Banfield B W, Leduc Y, Esford L, Schubert K, Tufaro F
Department of Microbiology and Immunology, University of British Columbia, Vancouver, Canada.
J Virol. 1995 Jun;69(6):3290-8. doi: 10.1128/JVI.69.6.3290-3298.1995.
A novel mouse L-cell mutant cell line defective in the biosynthesis of glycosaminoglycans was isolated by selection for cells resistant to herpes simplex virus (HSV) infection. These cells, termed sog9, were derived from mutant parental gro2C cells, which are themselves defective in heparan sulfate biosynthesis and 90% resistant to HSV type 1 (HSV-1) infection compared with control L cells (S. Gruenheid, L. Gatzke, H. Meadows, and F. Tufaro, J. Virol. 67:93-100, 1993). In this report, we show that sog9 cells exhibit a 3-order-of-magnitude reduction in susceptibility to HSV-1 compared with control L cells. In steady-state labeling experiments, sog9 cells accumulated almost no [35S]sulfate-labeled or [6-3H]glucosamine-labeled glycosaminoglycans, suggesting that the initiation of glycosaminoglycan assembly was specifically reduced in these cells. Despite these defects, sog9 cells were fully susceptible to vesicular stomatitis virus (VSV) and permissive for both VSV and HSV replication, assembly, and egress. HSV plaques formed in the sog9 monolayers in proportion to the amount of input virus, suggesting the block to infection was in the virus entry pathway. More importantly, HSV-1 infection of sog9 cells was not significantly reduced by soluble heparan sulfate, indicating that infection was glycosaminoglycan independent. Infection was inhibited by soluble gD-1, however, which suggests that glycoprotein gD plays a role in the infection of this cell line. The block to sog9 cell infection by HSV-1 could be eliminated by adding soluble dextran sulfate to the inoculum, which may act by stabilizing the virus at the sog9 cell surface. Thus, sog9 cells provide direct genetic evidence for a proteoglycan-independent entry pathway for HSV-1, and results with these cells suggest that HSV-1 is a useful reagent for the direct selection of novel animal cell mutants defective in the synthesis of cell surface proteoglycans.

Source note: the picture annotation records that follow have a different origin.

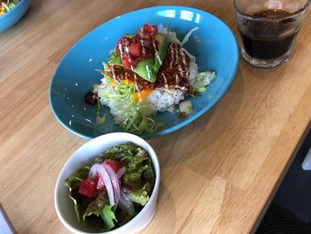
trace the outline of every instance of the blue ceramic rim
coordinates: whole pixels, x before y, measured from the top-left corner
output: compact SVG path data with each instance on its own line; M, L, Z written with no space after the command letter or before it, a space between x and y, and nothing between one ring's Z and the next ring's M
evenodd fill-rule
M12 8L10 12L6 12L5 14L4 14L3 16L0 16L0 20L3 19L5 19L5 17L9 17L10 14L12 14L16 9L22 4L22 2L25 2L26 0L20 0L14 8Z
M209 15L211 18L213 18L214 20L219 20L221 24L223 24L225 26L225 28L227 29L228 29L228 31L231 33L231 36L234 39L234 43L235 43L235 52L234 54L234 60L235 61L235 69L232 70L230 76L230 78L227 80L227 84L224 86L224 88L219 92L219 95L211 100L211 102L208 103L208 105L206 105L203 109L202 109L199 112L197 112L195 115L194 115L193 117L180 122L179 124L174 125L174 126L171 126L166 130L163 130L163 131L161 131L159 133L149 133L149 134L145 134L145 135L140 135L140 137L141 137L142 139L144 140L149 140L149 139L152 139L152 138L156 138L156 137L159 137L159 136L163 136L165 134L168 134L168 133L171 133L172 132L175 132L180 128L182 128L183 126L190 124L191 122L193 122L194 120L195 120L196 118L200 117L203 114L204 114L205 112L207 112L210 109L211 109L215 103L217 101L219 101L221 97L224 95L224 93L227 92L227 90L228 89L228 87L230 86L230 85L232 84L232 81L233 79L235 78L235 73L237 71L237 69L238 69L238 63L239 63L239 49L238 49L238 44L237 44L237 41L236 41L236 38L235 36L235 35L233 34L231 28L223 21L221 20L219 18L207 12L204 12L203 10L200 10L200 9L196 9L196 8L192 8L192 7L187 7L187 6L181 6L181 5L163 5L163 6L152 6L152 7L148 7L148 8L143 8L143 9L139 9L139 10L136 10L136 11L133 11L133 12L127 12L127 13L124 13L124 14L122 14L122 15L119 15L119 16L116 16L108 21L105 21L103 22L102 24L99 25L98 27L96 27L95 28L92 29L90 32L88 32L87 34L85 34L84 36L82 36L77 42L76 42L74 44L74 45L63 55L63 57L61 58L61 60L60 61L56 69L54 70L54 73L52 77L52 80L51 80L51 83L50 83L50 94L49 94L49 100L50 100L50 105L51 105L51 109L52 109L52 111L54 115L54 117L57 118L57 120L67 129L68 130L69 132L73 133L74 134L76 135L78 135L82 138L84 138L86 140L92 140L93 138L95 138L95 136L90 136L90 135L86 135L86 134L84 134L84 133L80 133L73 129L71 129L70 127L68 127L59 117L58 115L55 113L55 110L53 109L53 105L52 105L52 85L53 83L53 80L54 80L54 77L55 77L55 74L59 71L60 69L60 65L62 63L62 61L65 60L65 58L67 57L67 55L71 52L72 49L74 49L75 45L77 44L80 41L82 41L84 37L86 37L91 32L94 31L94 30L98 30L103 24L105 23L108 23L111 20L114 20L116 19L118 19L120 17L125 17L125 16L128 16L128 15L132 15L132 14L136 14L140 12L145 12L145 11L151 11L151 10L187 10L187 11L192 11L192 12L199 12L201 14L207 14Z

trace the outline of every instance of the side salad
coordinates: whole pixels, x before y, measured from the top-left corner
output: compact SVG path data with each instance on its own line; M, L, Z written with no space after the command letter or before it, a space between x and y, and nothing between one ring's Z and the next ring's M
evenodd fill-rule
M0 0L0 17L13 9L19 0Z
M110 147L65 183L77 219L108 231L125 224L146 206L155 177L148 153L127 142Z

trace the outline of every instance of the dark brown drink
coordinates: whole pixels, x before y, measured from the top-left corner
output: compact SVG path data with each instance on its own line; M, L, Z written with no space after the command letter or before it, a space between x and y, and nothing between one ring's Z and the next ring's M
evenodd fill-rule
M309 0L234 0L243 58L275 68L290 58Z
M267 9L254 13L253 16L276 20L289 14L289 12L283 10ZM247 32L240 31L247 54L255 59L272 60L279 58L291 51L298 31L286 34L286 30L290 31L291 29L285 28L287 23L288 21L283 20L268 26L266 22L258 21L252 25L252 28L249 28L251 32L250 35ZM263 28L265 31L263 31ZM265 35L270 35L271 36L262 36Z

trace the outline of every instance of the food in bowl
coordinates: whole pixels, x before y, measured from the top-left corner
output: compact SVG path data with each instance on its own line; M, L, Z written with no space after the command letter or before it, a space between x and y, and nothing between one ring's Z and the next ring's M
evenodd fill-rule
M148 202L156 175L147 150L115 145L65 180L76 218L108 231L131 221Z
M0 0L0 17L13 9L19 0Z
M154 119L158 112L191 113L191 102L184 100L205 92L216 77L211 71L199 73L195 58L183 47L198 28L181 42L169 28L161 28L148 23L120 37L99 70L101 84L85 94L88 103L109 107L115 124L125 132L156 132L163 125Z

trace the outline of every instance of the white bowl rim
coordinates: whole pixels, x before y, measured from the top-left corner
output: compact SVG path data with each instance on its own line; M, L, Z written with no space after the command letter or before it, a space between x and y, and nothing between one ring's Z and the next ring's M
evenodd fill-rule
M71 163L71 161L74 161L74 157L76 157L76 155L79 154L79 152L87 145L92 144L94 141L104 141L106 139L109 139L109 137L111 136L118 136L120 138L121 141L131 141L133 142L139 146L140 143L143 143L146 146L142 147L144 149L146 149L148 154L149 157L151 158L152 164L154 165L154 169L155 169L155 173L156 173L156 182L155 182L155 186L154 186L154 190L152 191L152 194L150 196L150 198L148 200L148 202L146 204L146 206L141 209L141 211L135 215L134 218L132 218L131 221L129 221L128 222L126 222L124 225L116 229L116 230L112 230L109 231L106 231L106 232L85 232L85 231L81 231L74 227L72 227L71 225L69 225L64 216L62 215L62 214L60 211L59 208L59 205L58 205L58 191L59 189L60 188L60 186L64 186L63 185L63 181L60 180L61 174L64 173L64 168L68 166L68 165L69 165ZM116 144L117 145L117 144ZM128 227L130 227L131 225L132 225L132 223L136 222L137 220L139 220L141 216L144 215L144 214L146 213L147 210L149 209L150 206L154 203L154 200L157 198L157 193L159 190L159 185L160 185L160 165L159 165L159 161L158 158L156 157L156 154L155 152L155 150L153 149L153 148L151 147L151 145L145 141L144 139L142 139L141 137L139 137L137 135L132 134L132 133L108 133L108 134L104 134L99 137L96 137L89 141L87 141L86 143L83 144L78 149L76 149L66 161L65 165L63 165L63 167L61 168L59 176L57 178L57 182L56 182L56 185L55 185L55 190L54 190L54 206L56 209L56 213L57 215L59 216L60 222L63 223L63 225L68 229L70 231L74 232L74 233L78 233L78 234L115 234L115 233L119 233L120 231L126 231L126 229ZM156 201L155 201L156 203ZM144 228L144 227L141 227ZM139 231L140 230L137 230L137 231Z

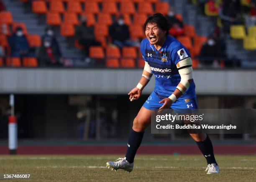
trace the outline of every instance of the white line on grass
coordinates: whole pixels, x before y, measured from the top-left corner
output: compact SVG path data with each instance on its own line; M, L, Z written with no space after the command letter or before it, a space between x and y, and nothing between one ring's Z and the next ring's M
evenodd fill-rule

通过筛选对单纯疱疹病毒(HSV)感染具有抗性的细胞,分离出一种在糖胺聚糖生物合成方面存在缺陷的新型小鼠L细胞突变细胞系。这些细胞被称为sog9,它们源自突变的亲本gro2C细胞,而gro2C细胞本身在硫酸乙酰肝素生物合成方面存在缺陷,与对照L细胞相比,对1型单纯疱疹病毒(HSV-1)感染具有90%的抗性(S. Gruenheid、L. Gatzke、H. Meadows和F. Tufaro,《病毒学杂志》67:93 - 100,1993年)。在本报告中,我们表明与对照L细胞相比,sog9细胞对HSV-1的敏感性降低了3个数量级。在稳态标记实验中,sog9细胞几乎没有积累[35S]硫酸盐标记或[6-3H]葡糖胺标记的糖胺聚糖,这表明这些细胞中糖胺聚糖组装的起始过程被特异性降低。尽管存在这些缺陷,sog9细胞对水疱性口炎病毒(VSV)完全敏感,并且允许VSV和HSV进行复制、组装和释放。在sog9单层细胞中形成的HSV空斑与输入病毒的量成比例,这表明感染的阻断发生在病毒进入途径中。更重要的是,可溶性硫酸乙酰肝素并未显著降低HSV-1对sog9细胞的感染,这表明感染不依赖于糖胺聚糖。然而,可溶性gD-1可抑制感染,这表明糖蛋白gD在该细胞系的感染中起作用。通过向接种物中添加可溶性硫酸葡聚糖,可以消除HSV-1对sog9细胞感染的阻断,硫酸葡聚糖可能通过在sog9细胞表面稳定病毒而起作用。因此,sog9细胞为HSV-1的不依赖蛋白聚糖的进入途径提供了直接的遗传学证据,并且对这些细胞的研究结果表明HSV-1是直接筛选在细胞表面蛋白聚糖合成方面存在缺陷的新型动物细胞突变体的有用试剂。